Genomic Regulatory Process of Sex-Biased Gene Expression

To uncover the regulatory principles underlying the sex-specific gene expression in pancreatic endocrine cells, we obtained single-cell ATAC-seq data from 9 adult control donors (4 women and 5 men) without diabetes from HPAP (12). Using the ArchR algorithm (24), we performed quality control to filter out low-quality nuclei and putative doublets. Post filtering, we obtained a total of 27 761 cells, with median unique fragments per cell of 11 123, and an average transcription start site enrichment score of 14.1 (±3.4) (Supplementary Fig. S5A) (13). All samples showed characteristic fragment size distribution corresponding to nucleosomal periodicity (Supplementary Fig. S5B) (13).

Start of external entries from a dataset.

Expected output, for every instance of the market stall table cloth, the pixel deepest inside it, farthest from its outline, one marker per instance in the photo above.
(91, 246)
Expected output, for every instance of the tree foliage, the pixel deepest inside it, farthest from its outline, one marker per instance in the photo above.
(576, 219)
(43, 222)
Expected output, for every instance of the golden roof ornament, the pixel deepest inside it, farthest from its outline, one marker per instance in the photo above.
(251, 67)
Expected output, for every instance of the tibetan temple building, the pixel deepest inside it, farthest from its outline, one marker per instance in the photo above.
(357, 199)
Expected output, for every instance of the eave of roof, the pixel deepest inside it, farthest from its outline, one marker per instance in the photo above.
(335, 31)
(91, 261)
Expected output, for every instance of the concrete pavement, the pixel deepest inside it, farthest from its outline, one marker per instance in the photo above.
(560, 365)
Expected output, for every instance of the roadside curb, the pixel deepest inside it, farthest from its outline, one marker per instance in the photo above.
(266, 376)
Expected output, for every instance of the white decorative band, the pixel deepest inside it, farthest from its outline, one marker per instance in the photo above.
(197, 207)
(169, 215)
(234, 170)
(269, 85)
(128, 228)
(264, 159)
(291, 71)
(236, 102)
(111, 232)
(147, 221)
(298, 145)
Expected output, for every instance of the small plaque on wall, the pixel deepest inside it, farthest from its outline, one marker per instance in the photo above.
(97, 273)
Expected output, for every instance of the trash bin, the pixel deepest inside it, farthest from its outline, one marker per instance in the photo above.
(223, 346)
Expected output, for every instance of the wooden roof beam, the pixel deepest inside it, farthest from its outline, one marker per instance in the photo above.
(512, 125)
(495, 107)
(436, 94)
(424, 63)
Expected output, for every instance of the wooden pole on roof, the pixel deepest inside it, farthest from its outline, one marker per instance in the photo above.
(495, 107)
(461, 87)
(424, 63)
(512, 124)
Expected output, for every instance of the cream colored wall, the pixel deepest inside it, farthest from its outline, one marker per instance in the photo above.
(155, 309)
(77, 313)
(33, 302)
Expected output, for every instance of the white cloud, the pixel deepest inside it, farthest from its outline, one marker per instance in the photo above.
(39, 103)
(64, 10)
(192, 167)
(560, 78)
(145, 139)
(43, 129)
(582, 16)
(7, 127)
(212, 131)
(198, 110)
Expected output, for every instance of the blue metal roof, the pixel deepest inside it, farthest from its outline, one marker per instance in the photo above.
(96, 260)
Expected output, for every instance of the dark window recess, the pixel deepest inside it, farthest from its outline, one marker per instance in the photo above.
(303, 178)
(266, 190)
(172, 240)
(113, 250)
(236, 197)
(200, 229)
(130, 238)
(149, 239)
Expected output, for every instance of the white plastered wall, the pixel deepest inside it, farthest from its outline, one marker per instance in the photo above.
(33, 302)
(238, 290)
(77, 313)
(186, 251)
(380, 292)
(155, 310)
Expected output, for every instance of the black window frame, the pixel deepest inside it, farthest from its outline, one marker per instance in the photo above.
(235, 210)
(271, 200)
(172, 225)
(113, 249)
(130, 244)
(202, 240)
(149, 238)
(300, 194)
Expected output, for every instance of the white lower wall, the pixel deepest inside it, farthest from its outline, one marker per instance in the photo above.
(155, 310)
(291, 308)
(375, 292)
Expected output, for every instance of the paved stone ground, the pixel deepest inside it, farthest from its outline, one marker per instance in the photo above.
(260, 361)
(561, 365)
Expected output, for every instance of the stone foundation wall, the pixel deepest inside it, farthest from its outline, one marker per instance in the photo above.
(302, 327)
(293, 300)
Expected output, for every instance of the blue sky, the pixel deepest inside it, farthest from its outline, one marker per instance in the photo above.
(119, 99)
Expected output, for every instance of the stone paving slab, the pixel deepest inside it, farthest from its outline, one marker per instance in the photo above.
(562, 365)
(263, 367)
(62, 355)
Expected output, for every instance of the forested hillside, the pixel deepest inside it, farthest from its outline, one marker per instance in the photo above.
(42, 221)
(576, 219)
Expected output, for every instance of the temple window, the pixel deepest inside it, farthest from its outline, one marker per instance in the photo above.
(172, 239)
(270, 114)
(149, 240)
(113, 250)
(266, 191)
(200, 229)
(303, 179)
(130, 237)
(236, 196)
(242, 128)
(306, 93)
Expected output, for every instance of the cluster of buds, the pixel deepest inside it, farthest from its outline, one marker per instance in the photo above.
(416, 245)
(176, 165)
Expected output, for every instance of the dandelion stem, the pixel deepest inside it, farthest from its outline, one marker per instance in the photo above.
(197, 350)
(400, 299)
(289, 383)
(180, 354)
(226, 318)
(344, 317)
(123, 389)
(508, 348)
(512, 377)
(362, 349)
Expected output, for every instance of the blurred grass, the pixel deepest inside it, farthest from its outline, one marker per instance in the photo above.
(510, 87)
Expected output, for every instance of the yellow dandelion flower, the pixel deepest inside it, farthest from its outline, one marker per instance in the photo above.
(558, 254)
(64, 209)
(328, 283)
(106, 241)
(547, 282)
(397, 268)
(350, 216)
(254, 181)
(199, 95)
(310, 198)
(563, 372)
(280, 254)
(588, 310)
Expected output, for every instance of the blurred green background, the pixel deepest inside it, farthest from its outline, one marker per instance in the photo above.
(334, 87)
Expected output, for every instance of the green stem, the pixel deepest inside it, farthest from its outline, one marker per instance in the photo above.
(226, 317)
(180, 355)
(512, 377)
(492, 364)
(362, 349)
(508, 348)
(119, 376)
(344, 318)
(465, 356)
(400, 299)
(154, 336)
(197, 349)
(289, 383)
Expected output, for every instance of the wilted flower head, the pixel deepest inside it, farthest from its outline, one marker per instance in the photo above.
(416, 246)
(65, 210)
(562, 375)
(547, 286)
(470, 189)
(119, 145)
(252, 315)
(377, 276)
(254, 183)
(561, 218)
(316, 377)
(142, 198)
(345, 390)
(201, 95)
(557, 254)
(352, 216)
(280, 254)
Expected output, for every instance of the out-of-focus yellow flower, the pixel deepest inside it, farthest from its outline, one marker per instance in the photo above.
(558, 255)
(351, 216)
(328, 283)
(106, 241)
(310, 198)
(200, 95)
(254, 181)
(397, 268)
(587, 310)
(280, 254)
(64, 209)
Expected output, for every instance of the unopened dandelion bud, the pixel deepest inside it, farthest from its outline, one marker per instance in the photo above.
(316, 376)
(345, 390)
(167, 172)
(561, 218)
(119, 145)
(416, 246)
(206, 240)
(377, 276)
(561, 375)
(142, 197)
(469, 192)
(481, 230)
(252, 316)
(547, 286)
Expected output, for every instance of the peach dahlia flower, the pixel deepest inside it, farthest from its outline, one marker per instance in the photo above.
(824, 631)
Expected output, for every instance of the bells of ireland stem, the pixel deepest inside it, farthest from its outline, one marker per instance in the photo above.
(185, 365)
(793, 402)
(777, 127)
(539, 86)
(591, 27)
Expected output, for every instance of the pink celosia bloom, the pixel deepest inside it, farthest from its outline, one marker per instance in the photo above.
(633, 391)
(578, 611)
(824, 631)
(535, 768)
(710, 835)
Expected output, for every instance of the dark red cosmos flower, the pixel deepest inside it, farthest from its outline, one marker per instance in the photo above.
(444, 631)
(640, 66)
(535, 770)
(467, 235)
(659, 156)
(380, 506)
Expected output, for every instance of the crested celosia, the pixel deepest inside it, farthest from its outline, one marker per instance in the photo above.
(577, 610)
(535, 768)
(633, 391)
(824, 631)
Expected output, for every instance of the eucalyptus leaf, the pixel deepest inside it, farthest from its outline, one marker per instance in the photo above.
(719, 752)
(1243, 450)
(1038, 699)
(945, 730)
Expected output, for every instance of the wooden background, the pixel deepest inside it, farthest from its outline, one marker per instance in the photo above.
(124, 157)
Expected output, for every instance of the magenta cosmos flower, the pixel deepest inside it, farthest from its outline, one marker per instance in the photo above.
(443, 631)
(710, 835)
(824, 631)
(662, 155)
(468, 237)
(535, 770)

We next employed term frequency-inverse document frequency normalization (58) followed by graph-based clustering and UMAP nonlinear dimension reduction to visualize the cellular groups driven by differential open/close chromatin structures. We observed 11 distinct clusters that were shared between different donors (Fig. 6A and 6B). Each cluster was annotated based on the local chromatin accessibility of the marker genes. In this way, we could assign 10 of the clusters to unique pancreatic cell types (Fig. 6B and 6C, and Supplementary Fig. S5C) (13). One cluster (5.5% of total cells) contained cells that displayed increased accessibility to multiple pancreatic cell type markers. Hence, we categorized this cluster as potential doublets (see Fig. 6B and 6C). Female and male pancreatic cells largely overlapped in the UMAP space (Fig. 6D).

Figure 6.

Figure 6.

Integration of single-cell ATAC-seq data from 9 control donors. A, Uniform Manifold Approximation and Projection (UMAP) embedding with cells colored according to the donor. B, UMAP embedding with cells colored according to cell type. C, Genome browser tracks displaying local chromatin accessibility at marker genes in each cell type. In the line diagrams of genes at the bottom, blue-colored genes are on the minus strand and red-colored genes are on the plus strand. The marker genes are denoted on top of each column. The number of cells in each cell type are shown inside parentheses. D, UMAP embedding with cells colored according to donor sex.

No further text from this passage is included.